Cerebras has effectively 100% yield on these chips. They have an internal structure made by just repeating the same small modular units over and over again. This means they can just fuse off the broken bits without affecting overall function. It's not like it is with a CPU.

I suggest to read their website, they explain pretty well how they manage good yield. Though I’m not an expert in this field. I does make sense and I would be surprised if they were caught lying.

This comment doesn't make sense.

One wafer will turn into multiple chips.

Defects are best measured on a per-wafer basis, not per-chip. So if if your chips are huge and you can only put 4 chips on a wafer, 1 defect can cut your yield by 25%. If they're smaller and you fit 100 chips on a wafer, then 1 defect on the wafer is only cutting yield by 1%. Of course, there's more to this when you start reading about "binning", fusing off cores, etc.

There's plenty of information out there about how CPU manufacturing works, why defects happen, and how they're handled. Suffice to say, the comment makes perfect sense.

That's why you typically fuse off defective sub-units and just have a slightly slower chip.

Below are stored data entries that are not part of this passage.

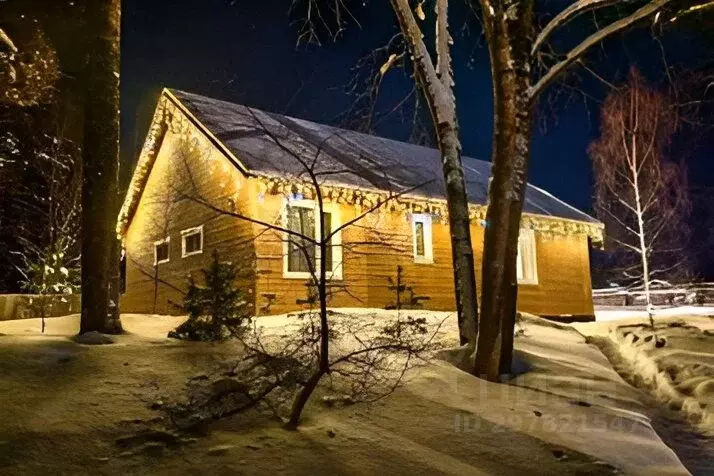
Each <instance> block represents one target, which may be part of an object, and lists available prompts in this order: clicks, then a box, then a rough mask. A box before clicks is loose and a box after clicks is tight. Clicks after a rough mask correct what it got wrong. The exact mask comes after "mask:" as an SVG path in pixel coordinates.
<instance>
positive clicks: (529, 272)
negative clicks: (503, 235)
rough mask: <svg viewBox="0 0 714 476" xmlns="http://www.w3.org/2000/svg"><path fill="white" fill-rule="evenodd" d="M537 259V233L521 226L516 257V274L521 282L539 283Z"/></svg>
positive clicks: (518, 278) (526, 283)
mask: <svg viewBox="0 0 714 476" xmlns="http://www.w3.org/2000/svg"><path fill="white" fill-rule="evenodd" d="M536 261H537V260H536V250H535V233H533V230H527V229H524V228H521V230H520V234H519V235H518V256H517V257H516V275H517V276H518V283H519V284H538V267H537V265H536Z"/></svg>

GPU and CPU manufacturers have done this for at least 15 years now, that I'm aware of.

Sure it does. If it’s many small dies on a wafer, then imperfections don’t ruin the entire batch; you just bin those components. If the entire wafer is a single die, you have much less tolerance for errors.

Although, IIUC, Cerebras expects some amount of imperfection and can adjust the hardware (or maybe the software) to avoid those components after they're detected. https://www.cerebras.ai/blog/100x-defect-tolerance-how-cereb...

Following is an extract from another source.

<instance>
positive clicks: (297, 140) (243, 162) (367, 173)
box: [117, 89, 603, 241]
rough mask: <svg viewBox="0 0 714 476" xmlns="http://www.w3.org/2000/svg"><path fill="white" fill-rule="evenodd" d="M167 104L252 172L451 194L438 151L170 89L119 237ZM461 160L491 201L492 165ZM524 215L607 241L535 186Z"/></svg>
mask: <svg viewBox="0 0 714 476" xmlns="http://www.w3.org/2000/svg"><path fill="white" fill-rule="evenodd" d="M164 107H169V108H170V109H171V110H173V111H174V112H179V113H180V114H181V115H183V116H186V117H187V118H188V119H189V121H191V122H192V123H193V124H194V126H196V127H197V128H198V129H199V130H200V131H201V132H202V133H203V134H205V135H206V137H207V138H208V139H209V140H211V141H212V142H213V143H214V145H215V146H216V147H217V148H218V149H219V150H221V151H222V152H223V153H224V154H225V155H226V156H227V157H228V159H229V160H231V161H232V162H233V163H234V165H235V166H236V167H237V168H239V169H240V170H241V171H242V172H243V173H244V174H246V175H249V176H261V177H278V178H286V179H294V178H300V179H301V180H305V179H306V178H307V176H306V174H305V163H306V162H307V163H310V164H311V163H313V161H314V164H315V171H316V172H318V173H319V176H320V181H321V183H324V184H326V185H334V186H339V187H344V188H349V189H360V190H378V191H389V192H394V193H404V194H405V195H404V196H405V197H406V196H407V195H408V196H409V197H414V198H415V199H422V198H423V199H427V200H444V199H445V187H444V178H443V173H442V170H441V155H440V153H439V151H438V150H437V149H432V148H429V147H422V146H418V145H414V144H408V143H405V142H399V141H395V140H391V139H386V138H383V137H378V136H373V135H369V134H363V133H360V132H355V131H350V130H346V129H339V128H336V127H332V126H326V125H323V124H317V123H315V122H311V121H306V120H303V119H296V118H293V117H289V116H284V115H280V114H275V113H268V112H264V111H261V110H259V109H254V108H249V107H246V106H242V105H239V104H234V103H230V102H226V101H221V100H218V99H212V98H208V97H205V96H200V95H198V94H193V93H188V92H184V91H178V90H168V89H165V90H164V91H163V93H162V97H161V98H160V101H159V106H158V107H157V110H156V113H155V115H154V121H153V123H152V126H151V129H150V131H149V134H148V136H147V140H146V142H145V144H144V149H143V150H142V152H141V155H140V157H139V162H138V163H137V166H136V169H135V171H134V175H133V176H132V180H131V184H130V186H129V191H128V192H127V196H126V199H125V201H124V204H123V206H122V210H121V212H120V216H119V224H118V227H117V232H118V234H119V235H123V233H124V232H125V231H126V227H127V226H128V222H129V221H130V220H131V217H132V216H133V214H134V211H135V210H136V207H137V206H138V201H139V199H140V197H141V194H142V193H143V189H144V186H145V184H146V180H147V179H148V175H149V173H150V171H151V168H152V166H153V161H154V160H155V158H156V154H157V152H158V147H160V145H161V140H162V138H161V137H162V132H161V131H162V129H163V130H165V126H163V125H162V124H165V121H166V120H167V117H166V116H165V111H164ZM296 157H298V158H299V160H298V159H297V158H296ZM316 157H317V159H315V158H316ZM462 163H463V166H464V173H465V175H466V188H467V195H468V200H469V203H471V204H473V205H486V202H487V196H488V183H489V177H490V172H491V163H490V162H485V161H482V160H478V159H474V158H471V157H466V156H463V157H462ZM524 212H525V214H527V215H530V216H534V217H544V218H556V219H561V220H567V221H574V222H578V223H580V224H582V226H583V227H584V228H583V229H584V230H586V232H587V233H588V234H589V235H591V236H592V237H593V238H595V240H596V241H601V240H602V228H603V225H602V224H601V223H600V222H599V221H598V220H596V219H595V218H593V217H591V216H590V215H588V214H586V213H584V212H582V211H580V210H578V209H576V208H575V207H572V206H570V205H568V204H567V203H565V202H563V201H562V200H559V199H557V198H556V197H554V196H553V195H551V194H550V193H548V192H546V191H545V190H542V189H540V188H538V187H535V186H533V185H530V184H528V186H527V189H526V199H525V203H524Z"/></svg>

You can just do dynamic binning.

Bigger chip = more surface area = higher chance for somewhere in the chip to have a manufacturing defect

Yields on silicon are great, but not perfect

Does that mean smaller chips are made from smaller wafers?

They can be made from large wafers. A defect typically breaks whatever chip it's on, so one defect on a large wafer filled with many small chips will still just break one chip of the many on the wafer. If your chips are bigger, one defect still takes out a chip, but now you've lost more of the wafer area because the chip is bigger. So you get a super-linear scaling of loss from defects as the chips get bigger.

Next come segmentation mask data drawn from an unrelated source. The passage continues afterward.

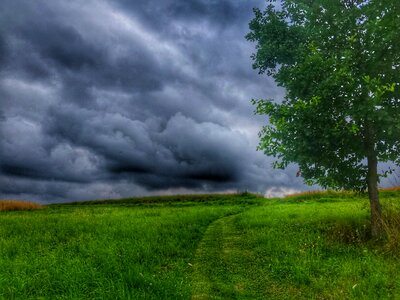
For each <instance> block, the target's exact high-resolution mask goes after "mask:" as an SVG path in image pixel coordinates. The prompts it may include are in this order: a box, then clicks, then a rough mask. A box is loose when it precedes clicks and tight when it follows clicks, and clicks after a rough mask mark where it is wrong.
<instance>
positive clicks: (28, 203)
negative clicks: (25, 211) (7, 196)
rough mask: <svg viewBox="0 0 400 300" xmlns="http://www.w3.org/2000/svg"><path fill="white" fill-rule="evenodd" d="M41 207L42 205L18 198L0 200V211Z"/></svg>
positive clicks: (31, 209)
mask: <svg viewBox="0 0 400 300" xmlns="http://www.w3.org/2000/svg"><path fill="white" fill-rule="evenodd" d="M40 208H43V206H42V205H40V204H37V203H34V202H29V201H18V200H0V211H13V210H33V209H40Z"/></svg>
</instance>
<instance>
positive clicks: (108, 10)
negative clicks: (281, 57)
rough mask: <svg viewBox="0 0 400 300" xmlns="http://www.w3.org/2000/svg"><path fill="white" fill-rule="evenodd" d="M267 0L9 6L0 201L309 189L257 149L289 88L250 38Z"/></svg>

With careful design, you can tolerate some defects. A multi-core CPU might have the ability to disable a core that's affected by a defect, and then it can be sold as a different SKU with a lower core count. Cerebras uses an extreme version of this, where the wafer is divided up into about a million cores, and a routing system that can bypass defective cores.

They have a nice article about it here: https://www.cerebras.ai/blog/100x-defect-tolerance-how-cereb...

Nope. They use the same size wafers and then just put more chips on a wafer.

So, does a wafer with a huge chip has more defects per area than a wafer with 100s of small chips?

There’s an expected amount of defects per wafer. If a chip has a defect, then it is lost (simplification). A wafer with 100 chips may lose 10 to defects, giving a yield of 90%. The same wafer but with 1000 smaller chips would still have lost only 10 of them, giving 99% yield.

As another comment referenced in this thread states, Cerebras seems to have solved by making their big chip a lot of much smaller cores that can be disposed of if they have errors.

Indeed, the original comment you replied to actually made no sense in this case. But there seemed to be some confusion in the thread, so I tried to clear that up. I hope I’ll get to talk with one of the cerebras engineers one day, that chip is really one of a kind.

You say this with such confidence and then ask if smaller chips require smaller wafers.